Green Book
It’s a distinctly uncomfortable feeling to have the audience around you burst into laughter at a character’s use of a racial slur, especially when it’s tossed out casually, like an afterthought. Perhaps that was the point GREEN BOOK was trying to make: that for Tony Lip (Viggo Mortensen), racism is so deeply ingrained that he isn’t even cognizant of it.
The problem is that when we first meet Tony, his racism isn’t just simmering beneath the surface. It is grotesquely overt. He throws out a set of glasses his wife (Linda Cardellini) used to serve lemonade to a pair of black repairmen, simply because their lips touched them. She sighs – long suffering – and carefully retrieves the discarded items, yet refuses to call out her wise-guy husband for his ignorance. Such is her lot in life, and this thankless Supportive Wife role.
GREEN BOOK doesn’t put in the work to establish why Tony’s dehumanizing behavior suddenly vanishes when he’s offered employment by “Doctor” Don Shirley (Mahershala Ali), a classically trained pianist. Is the prospect of steady work for two months all that it takes to make a dyed-in-the-wool racist suddenly see the light? There are very few difficult questions or answers to be found here. At its core, GREEN BOOK is as safe as they come, meting out serious social issues as easily-digestible bites, presented to its audience in a rose-colored haze.
Granted, tension simmers between the two characters – the remarkable chemistry and comedic timing displayed by both Ali and Mortensen makes the film – but it is more due to their completely opposing personality types. Fastidious, Shirley possesses a voracious appetite for the classics (whether it be literature or music), while Tony is pure salt of the earth. He lives large and loud, and eats just as passionately. Their evolving relationship is a delight to watch. Though on opposite extremes, both men are intensely likable and their warring personalities make for a breathless back-and-forth.
There are moments in GREEN BOOK that are surprisingly observant (Tony’s use of microaggressions: “I’m more black than you are!”), followed by clunky tone-deafness (apparently, cops above the Mason Dixon line will help you change a flat instead of beating and wrongfully arresting you). Only a handful of black speaking roles in the film exist outside of Shirley. While it serves to accentuate how far removed he is from his own culture, it still feels out-of-balance with the number of white supporting characters given more than just a handful of lines.
Shirley’s character is heartbreaking, experiencing moments of despondent isolation; he drinks heavily to escape this loneliness. The moment we are shown why (due to more than just the constant, exhausting racism he experiences) is both shocking and deeply affecting. Unfortunately, instead of adding conflict to the dynamic between the two men – and exploring the difficult conversation that would undoubtedly result – GREEN BOOK choses to sidestep the issue in a way that strains believability and counteracts its own thesis of Tony’s nature (and the hyper-masculine subculture that he was raised in).

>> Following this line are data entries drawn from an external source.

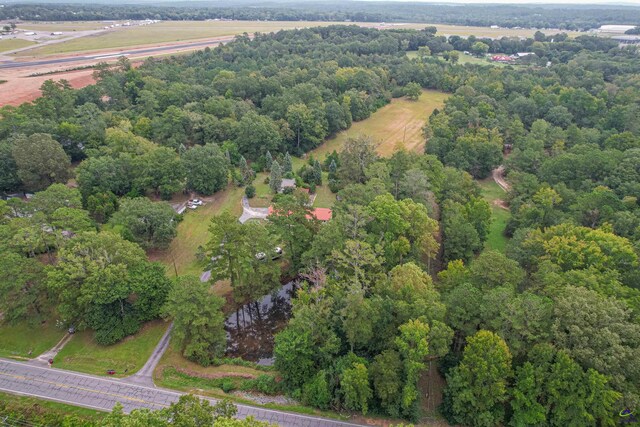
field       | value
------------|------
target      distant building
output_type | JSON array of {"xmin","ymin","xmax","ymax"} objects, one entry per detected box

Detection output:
[
  {"xmin": 491, "ymin": 55, "xmax": 513, "ymax": 62},
  {"xmin": 278, "ymin": 178, "xmax": 296, "ymax": 193},
  {"xmin": 597, "ymin": 25, "xmax": 636, "ymax": 34}
]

In that vein, the overt racism of white people shown in the deep south varies from vulgar over-the-top to prim over-the-top, and seems to vanish altogether when the couple returns to the north, a concept of systemic evil so compartmentalized that it flies in the face of Tony’s (supposed) odyssey of racial enlightenment. GREEN BOOK isn’t anything more than a superficial glance at the deeply-rooted racism of America; at its heart, it is simply a road trip movie featuring a pair of disparate personalities. If that’s all that you require of it, you won’t be disappointed.